By Matthew Bretzius posted 05-10-2013 09:47

  

This is a guest post by Dana Louise Simberkoff, Vice President of Risk Management and Compliance, AvePoint

(Note: This is part of our series “Collaborate with Confidence”. Previous posts: Optimize Microsoft SharePoint to Collaborate with Confidence)

In 2013 and for the foreseeable future, enterprise organizations are facing dramatic cuts in their budgets, yet still being held to as high a standard as ever for performance and service. At the same time, they face unprecedented challenges in an ever-changing regulatory and hyper-competitive environment.  Against the backdrop of drastic industry-wide cost cuts that are leading to infrastructure consolidation mandates – and the disruptive technology trends of Bring Your Own Device (BYOD), enterprise social, private cloud, and big data access – IT organizations must focus on providing the right level of infrastructure and strategic systems to enable businesses to be self-sustaining. The need to react to an ever-changing environment is often impeded by the lack of a unified compliance strategy.

Successful infrastructure management creates increasing compliance pressures for enterprise organizations. Organizations face the question of how to adopt a flexible, collaborative platform and social initiatives while simultaneously ensuring compliance with a growing set of regulations and mandates. Common compliance challenges in infrastructure management include the need to:

  • Automate access and permissions control
  • Enhance protection of intellectual property and sensitive customer data
  • Mitigate the risk of accessibility, operational security, privacy, and site quality violations
  • Provide an accessible, unified platform for sharing information
  • Reduce manual reporting to ensure accuracy and the growing needs of auditors
  • Swiftly identify non-compliant events

A compliance program must include three very important pillars – people, processes and technical enforcement.
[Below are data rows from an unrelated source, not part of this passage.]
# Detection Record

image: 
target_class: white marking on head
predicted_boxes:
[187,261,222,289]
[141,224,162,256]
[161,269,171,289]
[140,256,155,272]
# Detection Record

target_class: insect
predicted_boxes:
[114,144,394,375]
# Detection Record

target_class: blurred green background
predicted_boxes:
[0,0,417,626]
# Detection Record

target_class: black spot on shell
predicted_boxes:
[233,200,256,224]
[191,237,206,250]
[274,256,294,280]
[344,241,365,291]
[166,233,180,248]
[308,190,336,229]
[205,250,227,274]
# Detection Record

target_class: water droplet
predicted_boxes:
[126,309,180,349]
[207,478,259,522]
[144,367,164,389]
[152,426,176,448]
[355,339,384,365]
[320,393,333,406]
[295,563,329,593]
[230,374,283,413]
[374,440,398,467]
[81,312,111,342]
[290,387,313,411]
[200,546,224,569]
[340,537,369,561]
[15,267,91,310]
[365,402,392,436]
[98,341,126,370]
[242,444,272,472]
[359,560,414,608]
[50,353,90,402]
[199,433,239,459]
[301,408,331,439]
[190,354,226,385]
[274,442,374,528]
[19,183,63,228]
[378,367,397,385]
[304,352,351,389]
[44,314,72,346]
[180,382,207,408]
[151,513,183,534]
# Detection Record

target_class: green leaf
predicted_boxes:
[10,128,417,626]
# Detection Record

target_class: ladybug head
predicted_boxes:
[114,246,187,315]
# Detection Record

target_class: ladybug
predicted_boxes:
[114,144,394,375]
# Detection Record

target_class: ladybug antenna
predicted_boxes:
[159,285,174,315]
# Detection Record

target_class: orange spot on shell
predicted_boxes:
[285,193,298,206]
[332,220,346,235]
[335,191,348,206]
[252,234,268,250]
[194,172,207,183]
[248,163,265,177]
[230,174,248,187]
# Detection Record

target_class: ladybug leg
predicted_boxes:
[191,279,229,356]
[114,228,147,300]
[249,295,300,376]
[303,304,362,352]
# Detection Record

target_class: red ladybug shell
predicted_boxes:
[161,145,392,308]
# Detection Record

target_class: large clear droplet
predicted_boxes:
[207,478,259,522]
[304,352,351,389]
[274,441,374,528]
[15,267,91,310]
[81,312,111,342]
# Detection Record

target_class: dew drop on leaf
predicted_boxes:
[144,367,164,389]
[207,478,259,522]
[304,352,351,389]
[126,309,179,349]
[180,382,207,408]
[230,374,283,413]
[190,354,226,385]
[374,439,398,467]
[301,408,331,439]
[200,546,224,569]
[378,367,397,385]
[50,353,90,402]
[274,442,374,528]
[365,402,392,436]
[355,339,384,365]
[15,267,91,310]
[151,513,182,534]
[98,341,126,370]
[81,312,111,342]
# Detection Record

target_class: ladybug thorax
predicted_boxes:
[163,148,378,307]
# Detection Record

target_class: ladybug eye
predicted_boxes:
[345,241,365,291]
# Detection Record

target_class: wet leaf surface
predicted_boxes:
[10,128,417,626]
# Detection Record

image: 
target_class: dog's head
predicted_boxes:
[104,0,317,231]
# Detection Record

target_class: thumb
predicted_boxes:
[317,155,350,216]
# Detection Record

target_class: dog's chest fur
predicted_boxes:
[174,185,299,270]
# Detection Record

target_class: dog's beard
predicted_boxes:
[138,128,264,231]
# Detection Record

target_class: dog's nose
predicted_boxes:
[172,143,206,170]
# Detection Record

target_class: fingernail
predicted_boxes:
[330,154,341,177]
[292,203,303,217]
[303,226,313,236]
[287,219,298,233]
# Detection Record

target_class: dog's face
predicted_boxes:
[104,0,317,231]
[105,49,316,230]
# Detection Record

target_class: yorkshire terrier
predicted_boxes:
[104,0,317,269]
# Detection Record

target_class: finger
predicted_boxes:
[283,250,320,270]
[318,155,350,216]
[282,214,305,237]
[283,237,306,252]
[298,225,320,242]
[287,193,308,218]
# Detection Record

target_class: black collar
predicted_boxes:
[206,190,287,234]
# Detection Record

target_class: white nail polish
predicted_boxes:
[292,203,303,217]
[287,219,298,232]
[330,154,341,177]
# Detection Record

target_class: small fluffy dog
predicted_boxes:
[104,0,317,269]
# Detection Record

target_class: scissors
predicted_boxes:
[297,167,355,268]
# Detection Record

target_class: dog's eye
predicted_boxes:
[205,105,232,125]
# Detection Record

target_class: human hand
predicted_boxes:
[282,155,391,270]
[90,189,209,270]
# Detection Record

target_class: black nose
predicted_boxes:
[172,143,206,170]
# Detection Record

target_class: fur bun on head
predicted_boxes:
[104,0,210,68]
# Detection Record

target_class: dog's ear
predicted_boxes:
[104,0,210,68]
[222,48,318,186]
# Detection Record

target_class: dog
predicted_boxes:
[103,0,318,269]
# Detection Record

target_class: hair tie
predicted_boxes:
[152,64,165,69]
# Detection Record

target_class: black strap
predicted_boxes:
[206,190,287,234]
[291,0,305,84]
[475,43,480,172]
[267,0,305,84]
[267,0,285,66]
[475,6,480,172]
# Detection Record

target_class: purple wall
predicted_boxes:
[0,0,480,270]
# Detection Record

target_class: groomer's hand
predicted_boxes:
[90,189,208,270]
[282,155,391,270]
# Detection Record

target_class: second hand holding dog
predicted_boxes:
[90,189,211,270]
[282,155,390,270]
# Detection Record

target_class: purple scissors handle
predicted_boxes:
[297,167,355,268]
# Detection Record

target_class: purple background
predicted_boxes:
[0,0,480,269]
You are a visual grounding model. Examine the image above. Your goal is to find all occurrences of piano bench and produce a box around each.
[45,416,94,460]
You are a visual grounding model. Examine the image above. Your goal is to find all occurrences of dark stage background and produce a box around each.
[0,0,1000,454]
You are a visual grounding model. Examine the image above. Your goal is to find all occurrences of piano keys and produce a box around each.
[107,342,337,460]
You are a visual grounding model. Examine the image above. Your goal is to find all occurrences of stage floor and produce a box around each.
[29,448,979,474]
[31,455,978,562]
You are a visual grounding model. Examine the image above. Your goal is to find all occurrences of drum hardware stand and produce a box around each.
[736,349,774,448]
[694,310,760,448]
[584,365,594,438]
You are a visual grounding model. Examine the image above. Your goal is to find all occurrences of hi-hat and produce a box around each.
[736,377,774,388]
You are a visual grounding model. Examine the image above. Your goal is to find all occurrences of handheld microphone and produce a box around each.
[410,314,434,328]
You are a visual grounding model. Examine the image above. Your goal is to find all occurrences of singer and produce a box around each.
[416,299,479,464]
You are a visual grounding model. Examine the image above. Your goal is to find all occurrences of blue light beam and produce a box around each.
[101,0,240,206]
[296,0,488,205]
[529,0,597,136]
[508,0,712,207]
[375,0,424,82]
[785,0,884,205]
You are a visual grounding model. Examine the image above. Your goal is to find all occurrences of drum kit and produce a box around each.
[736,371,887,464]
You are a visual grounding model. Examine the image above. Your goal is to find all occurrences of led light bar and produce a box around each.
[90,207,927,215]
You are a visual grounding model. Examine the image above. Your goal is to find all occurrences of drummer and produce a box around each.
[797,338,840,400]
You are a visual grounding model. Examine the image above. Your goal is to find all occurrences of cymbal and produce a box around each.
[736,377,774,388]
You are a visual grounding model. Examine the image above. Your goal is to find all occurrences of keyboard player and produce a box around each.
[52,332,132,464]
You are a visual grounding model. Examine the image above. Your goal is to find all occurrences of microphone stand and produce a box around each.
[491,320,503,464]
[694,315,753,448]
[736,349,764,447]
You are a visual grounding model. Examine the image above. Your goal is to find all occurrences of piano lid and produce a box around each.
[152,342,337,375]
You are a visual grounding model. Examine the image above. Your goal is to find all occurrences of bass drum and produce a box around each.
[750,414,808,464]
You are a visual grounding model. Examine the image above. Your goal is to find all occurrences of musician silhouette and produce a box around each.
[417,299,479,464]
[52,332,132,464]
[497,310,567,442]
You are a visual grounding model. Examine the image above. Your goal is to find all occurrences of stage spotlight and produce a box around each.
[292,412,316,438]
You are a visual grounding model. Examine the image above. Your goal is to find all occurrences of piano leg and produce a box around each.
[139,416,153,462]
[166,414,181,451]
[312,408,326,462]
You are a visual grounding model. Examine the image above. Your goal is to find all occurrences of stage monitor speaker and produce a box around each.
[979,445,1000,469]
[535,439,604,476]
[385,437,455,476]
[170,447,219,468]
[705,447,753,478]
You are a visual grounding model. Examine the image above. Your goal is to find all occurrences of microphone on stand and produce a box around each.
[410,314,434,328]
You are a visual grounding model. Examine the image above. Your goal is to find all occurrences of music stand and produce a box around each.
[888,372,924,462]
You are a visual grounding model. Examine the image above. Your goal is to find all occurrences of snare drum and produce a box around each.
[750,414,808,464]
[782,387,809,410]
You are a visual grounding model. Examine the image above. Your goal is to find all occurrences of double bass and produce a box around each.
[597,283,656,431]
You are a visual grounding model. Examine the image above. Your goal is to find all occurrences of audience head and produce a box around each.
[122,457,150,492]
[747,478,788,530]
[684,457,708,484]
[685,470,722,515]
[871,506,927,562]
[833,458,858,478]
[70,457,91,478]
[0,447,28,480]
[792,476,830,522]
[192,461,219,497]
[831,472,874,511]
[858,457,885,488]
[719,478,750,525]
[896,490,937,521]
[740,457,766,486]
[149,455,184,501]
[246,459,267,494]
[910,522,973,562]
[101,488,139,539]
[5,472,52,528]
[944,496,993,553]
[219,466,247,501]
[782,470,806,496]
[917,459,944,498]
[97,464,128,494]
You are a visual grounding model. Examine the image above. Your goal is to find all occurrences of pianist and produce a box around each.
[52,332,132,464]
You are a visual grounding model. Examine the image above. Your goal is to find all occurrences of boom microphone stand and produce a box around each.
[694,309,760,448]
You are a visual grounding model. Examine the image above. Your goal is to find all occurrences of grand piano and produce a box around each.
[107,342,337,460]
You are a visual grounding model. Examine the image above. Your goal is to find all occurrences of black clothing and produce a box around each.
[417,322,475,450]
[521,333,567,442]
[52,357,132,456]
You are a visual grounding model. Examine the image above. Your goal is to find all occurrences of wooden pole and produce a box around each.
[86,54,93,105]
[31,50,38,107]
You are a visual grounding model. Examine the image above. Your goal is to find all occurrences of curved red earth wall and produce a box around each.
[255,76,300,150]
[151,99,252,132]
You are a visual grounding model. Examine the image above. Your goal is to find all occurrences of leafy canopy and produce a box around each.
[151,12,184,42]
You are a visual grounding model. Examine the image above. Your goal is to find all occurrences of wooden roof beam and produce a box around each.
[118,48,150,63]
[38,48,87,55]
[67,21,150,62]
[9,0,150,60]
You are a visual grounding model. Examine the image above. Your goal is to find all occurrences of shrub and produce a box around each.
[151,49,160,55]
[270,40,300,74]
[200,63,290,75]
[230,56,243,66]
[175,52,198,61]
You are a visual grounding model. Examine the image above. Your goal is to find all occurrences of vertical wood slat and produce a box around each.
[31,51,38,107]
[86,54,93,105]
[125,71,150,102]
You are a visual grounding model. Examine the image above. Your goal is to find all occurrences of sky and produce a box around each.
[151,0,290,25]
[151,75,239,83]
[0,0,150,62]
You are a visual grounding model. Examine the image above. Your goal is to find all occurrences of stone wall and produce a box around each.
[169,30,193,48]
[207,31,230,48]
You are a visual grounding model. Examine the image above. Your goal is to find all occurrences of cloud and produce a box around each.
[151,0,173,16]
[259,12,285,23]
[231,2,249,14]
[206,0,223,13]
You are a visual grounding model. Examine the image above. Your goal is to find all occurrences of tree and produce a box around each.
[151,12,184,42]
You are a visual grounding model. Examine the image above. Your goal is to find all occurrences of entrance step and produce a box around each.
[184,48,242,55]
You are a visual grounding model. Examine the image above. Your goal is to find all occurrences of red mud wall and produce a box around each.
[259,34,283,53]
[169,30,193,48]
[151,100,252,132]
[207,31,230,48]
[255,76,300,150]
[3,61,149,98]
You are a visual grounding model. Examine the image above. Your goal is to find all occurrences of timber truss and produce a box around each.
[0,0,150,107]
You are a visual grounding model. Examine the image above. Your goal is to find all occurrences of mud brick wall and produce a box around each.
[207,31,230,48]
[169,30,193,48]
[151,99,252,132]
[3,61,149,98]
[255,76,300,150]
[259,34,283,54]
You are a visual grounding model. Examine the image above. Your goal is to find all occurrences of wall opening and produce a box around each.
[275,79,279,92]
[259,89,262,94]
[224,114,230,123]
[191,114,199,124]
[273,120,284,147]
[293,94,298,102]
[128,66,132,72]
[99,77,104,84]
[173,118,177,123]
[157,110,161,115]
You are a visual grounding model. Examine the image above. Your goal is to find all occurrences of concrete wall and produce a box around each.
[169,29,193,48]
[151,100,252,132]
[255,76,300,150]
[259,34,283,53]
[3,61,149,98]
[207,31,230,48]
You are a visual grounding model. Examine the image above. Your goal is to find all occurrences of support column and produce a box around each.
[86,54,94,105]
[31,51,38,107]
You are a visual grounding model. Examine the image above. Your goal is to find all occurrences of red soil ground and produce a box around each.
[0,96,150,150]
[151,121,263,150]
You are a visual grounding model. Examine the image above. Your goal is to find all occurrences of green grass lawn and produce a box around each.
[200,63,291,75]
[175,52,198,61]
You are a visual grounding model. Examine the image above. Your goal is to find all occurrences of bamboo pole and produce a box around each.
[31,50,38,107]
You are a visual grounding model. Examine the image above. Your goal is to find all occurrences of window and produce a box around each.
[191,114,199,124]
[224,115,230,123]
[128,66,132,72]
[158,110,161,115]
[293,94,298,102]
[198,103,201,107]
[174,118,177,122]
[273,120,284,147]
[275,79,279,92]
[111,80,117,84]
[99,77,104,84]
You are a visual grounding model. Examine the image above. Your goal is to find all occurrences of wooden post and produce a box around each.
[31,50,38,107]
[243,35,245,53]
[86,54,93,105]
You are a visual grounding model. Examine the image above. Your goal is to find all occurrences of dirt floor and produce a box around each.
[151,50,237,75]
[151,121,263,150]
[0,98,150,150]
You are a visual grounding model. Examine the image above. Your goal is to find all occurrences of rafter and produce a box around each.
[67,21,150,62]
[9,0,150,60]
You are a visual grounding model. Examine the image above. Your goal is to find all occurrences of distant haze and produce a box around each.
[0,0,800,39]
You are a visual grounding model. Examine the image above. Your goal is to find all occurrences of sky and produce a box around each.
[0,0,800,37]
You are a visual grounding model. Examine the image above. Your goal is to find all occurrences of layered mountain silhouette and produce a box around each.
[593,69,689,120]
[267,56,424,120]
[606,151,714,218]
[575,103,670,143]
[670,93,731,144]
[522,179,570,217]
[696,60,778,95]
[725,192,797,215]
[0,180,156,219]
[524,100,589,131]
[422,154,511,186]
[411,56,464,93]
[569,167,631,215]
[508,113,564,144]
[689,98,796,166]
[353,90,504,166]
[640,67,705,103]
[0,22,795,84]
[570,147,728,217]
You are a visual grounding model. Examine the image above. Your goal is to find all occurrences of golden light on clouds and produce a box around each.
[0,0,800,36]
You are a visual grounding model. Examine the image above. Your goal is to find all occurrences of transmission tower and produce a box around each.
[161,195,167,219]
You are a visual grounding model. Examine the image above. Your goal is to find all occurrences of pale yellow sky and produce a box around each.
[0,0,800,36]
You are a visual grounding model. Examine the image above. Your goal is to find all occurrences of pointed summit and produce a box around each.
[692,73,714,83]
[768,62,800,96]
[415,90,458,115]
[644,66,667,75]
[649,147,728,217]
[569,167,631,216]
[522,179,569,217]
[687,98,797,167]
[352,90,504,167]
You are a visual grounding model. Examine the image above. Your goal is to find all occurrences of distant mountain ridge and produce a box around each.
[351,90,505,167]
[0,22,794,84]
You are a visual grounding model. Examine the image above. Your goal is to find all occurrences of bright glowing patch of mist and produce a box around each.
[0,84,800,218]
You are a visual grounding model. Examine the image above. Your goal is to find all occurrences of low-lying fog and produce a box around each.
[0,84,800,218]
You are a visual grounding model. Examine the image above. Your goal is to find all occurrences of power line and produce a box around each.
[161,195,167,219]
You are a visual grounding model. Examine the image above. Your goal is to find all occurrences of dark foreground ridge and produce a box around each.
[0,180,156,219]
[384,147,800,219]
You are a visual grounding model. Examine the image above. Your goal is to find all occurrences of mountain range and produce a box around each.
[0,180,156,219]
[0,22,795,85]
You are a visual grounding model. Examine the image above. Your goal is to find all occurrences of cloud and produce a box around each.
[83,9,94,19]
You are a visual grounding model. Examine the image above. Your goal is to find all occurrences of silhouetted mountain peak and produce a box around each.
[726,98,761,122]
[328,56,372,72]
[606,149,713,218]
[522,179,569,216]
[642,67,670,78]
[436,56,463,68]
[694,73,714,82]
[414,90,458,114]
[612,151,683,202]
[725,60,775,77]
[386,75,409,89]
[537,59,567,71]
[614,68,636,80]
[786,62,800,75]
If Microsoft SharePoint is the system around which an organization is designing the compliance program, it is important to understand who within the organization is using it, what they are using it for, and what kinds of requirements (privacy, information security, etc.) are required either by law, statute, or internal policy.

This understanding will allow a company that is undertaking a server and infrastructure consolidation to analyze their existing SharePoint environment in order to identify areas of non-compliance, prioritize the business needs (based on metrics and policy), diagram new security and access boundaries, architect in governance and security, undertake migration to a “compliant environment”, and maintain control.

One proven approach to achieving this end is the creation of a “model farm”. This farm can be developed in a staging environment to prototype the business uses of SharePoint across the organization; appropriate organizational polices for access, privacy, and information security for those business uses; and also the technical implementation or how to technically achieve those business and policy objectives through the use of automation and oversight. This model farm can then be used as a blueprint for development efforts going forward. It can be utilized as part of a centralized deployment strategy and/or as part of a hybrid on-premises cloud environment to ensure standardization and inter-operability. This provides the best of both worlds and ensures that the business maintains an “always on” environment, and that the information required across the business critical systems is always available and discoverable.

This work done in advance of, or as part of an infrastructure initiative will go a long way in ensuring that your company doesn’t experience catastrophic remediation costs should a breach occur where it might have been easily prevented.

In our next post, John Hodges, Vice President of Global Account Project Management, will discuss SharePoint Infrastructure Management and the cost of doing business.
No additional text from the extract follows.